Friday, May 18, 2007

Health 2.0: The Conference, the debate


I am incredibly excited about the The Health 2.0 Conference Matthew Holt and I are putting on this September in San Francisco. It will be a forum for candid, refreshing, challenging and inspired discussion about how technology is changing healthcare and not for some abstract set of - I sort of hate this phrase - healthcare stakeholders - but rather, for you and me, our partners, parents and children.

I find it amusing that so many "consumer-directed" healthcare discussions/events/services claim to focus on the consumer but the first 2-3 words in their pitches are "employers", "plans", "providers." So who is all this consumerism for? Here's a quote from an unnamed personal health records (PHR) company, "If your organization has any stake in changing the behavior of consumers/patients, find out how you may benefit by empowering them with the best tools available." So, I ask, who is this consumerism for?

We'll be turning the paternalistic health care system on its head, for 1 day at least, in San Francisco on September 20th. If you don't come for Google, Esther Dyson, Revolution Health, Intuit, Sermo...come because this will be the most straight-up conversation on health care and technology you've participated in. No vested interests, no long-winded podium anesthetics, no oversized Vegas-style booths. Rather a close examination of organic and disruptive trends outside the top-down control of organizations, a reflective look at how each of us as interacts with various aspects of our health care and the demands we are going to increasingly place on the system to become more transparent, interactive and humane.
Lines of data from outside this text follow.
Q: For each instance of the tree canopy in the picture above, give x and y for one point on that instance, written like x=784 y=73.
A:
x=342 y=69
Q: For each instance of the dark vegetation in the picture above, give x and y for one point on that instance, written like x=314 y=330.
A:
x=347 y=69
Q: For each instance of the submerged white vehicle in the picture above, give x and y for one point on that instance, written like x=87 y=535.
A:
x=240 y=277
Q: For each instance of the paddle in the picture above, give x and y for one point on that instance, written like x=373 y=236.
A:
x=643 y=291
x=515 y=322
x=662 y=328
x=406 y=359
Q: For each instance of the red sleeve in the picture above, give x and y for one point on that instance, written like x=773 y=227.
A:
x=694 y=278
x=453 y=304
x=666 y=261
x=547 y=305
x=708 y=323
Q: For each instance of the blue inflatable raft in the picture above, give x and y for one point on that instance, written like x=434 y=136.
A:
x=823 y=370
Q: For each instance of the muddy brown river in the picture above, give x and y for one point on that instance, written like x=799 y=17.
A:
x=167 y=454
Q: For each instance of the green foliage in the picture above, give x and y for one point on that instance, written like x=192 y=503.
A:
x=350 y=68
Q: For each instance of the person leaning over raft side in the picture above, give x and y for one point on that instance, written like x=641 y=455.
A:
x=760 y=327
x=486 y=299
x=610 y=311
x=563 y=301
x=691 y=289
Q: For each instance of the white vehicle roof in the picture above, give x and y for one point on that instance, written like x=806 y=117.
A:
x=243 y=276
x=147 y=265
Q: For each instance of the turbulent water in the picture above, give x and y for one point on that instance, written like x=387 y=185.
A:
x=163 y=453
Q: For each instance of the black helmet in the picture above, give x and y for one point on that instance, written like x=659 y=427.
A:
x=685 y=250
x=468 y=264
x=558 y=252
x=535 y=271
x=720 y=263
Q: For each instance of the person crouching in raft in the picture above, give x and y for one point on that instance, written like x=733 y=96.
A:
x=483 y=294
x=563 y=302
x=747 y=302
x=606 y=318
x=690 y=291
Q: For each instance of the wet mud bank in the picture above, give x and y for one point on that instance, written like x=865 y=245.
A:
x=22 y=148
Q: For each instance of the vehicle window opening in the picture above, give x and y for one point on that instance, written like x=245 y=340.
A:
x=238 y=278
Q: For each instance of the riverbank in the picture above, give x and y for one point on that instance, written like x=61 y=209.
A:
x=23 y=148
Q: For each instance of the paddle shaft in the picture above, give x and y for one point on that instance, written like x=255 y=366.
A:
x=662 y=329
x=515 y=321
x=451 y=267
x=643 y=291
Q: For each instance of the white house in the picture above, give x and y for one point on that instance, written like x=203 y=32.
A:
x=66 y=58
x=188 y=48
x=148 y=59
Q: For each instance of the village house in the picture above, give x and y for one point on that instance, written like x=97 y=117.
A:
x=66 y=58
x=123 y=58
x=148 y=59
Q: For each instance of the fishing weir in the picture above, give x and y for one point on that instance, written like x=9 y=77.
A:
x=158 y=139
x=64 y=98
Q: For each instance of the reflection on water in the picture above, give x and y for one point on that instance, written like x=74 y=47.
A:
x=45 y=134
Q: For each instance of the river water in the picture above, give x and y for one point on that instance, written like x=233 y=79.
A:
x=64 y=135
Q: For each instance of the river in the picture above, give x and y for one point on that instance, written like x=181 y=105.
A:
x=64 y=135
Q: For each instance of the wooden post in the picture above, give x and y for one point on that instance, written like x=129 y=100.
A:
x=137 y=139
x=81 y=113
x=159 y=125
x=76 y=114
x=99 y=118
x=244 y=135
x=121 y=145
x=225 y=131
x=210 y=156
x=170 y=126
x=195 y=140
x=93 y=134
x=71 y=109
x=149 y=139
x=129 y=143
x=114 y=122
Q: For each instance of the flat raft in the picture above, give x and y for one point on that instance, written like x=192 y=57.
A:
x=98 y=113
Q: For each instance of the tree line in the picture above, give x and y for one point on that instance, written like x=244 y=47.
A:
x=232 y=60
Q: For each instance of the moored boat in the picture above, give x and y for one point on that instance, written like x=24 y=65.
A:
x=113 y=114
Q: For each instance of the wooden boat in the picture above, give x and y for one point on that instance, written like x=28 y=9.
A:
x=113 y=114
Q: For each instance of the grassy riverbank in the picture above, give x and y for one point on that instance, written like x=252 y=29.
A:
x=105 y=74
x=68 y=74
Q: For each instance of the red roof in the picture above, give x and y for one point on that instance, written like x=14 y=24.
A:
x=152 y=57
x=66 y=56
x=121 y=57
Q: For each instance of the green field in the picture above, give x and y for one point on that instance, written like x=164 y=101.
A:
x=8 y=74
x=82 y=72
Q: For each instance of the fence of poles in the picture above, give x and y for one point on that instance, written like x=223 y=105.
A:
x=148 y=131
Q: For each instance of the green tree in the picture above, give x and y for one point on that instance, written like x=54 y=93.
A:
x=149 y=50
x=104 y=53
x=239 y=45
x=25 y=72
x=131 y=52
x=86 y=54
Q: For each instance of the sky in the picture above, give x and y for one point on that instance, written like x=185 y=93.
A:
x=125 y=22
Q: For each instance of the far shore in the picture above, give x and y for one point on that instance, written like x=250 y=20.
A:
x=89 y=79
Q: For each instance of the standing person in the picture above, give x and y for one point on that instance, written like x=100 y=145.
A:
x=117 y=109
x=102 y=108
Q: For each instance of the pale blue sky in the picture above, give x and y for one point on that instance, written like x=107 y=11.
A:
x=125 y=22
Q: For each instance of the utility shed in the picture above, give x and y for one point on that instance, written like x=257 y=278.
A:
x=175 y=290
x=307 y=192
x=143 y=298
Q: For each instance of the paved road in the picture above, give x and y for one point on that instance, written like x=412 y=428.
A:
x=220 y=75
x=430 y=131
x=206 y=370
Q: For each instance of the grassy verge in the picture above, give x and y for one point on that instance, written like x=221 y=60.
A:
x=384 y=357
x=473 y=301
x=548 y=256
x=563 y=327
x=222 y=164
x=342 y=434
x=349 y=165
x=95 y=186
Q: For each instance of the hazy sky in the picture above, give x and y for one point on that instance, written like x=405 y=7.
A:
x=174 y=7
In the spirit of Health 2.0 and Web 2.0, we particularly embrace democracy and debate. My conference co-director Matthew Holt The Health Care Blog and Scott Shreeve, Founder of Medsphere and a Health 2.0 Conference Advisory Board member, are having a spirited converstion:Scott's take and Matthew's take. What I think: tools don't exist in a vacuum and so the use of tools will indeed have some outcome but I take a dispassionate view of the directionality of those outcomes. One hopes good things will come from this: better quality, greater transparency, etc. but the web has no guiding hand or moral compass built into it - so I watch optimistically, but believe the outcomes will be mixed, controversial, dynamic and complex.

1 comment:

Unknown said...

What?!?! no vegas-style booths?

you mean the conversation will actually be interesting enough to keep people engaged all day? How wonderful! see you there!

BTW - has anyone here seen HealthNews Review.org? (am I very late to the party?) comments?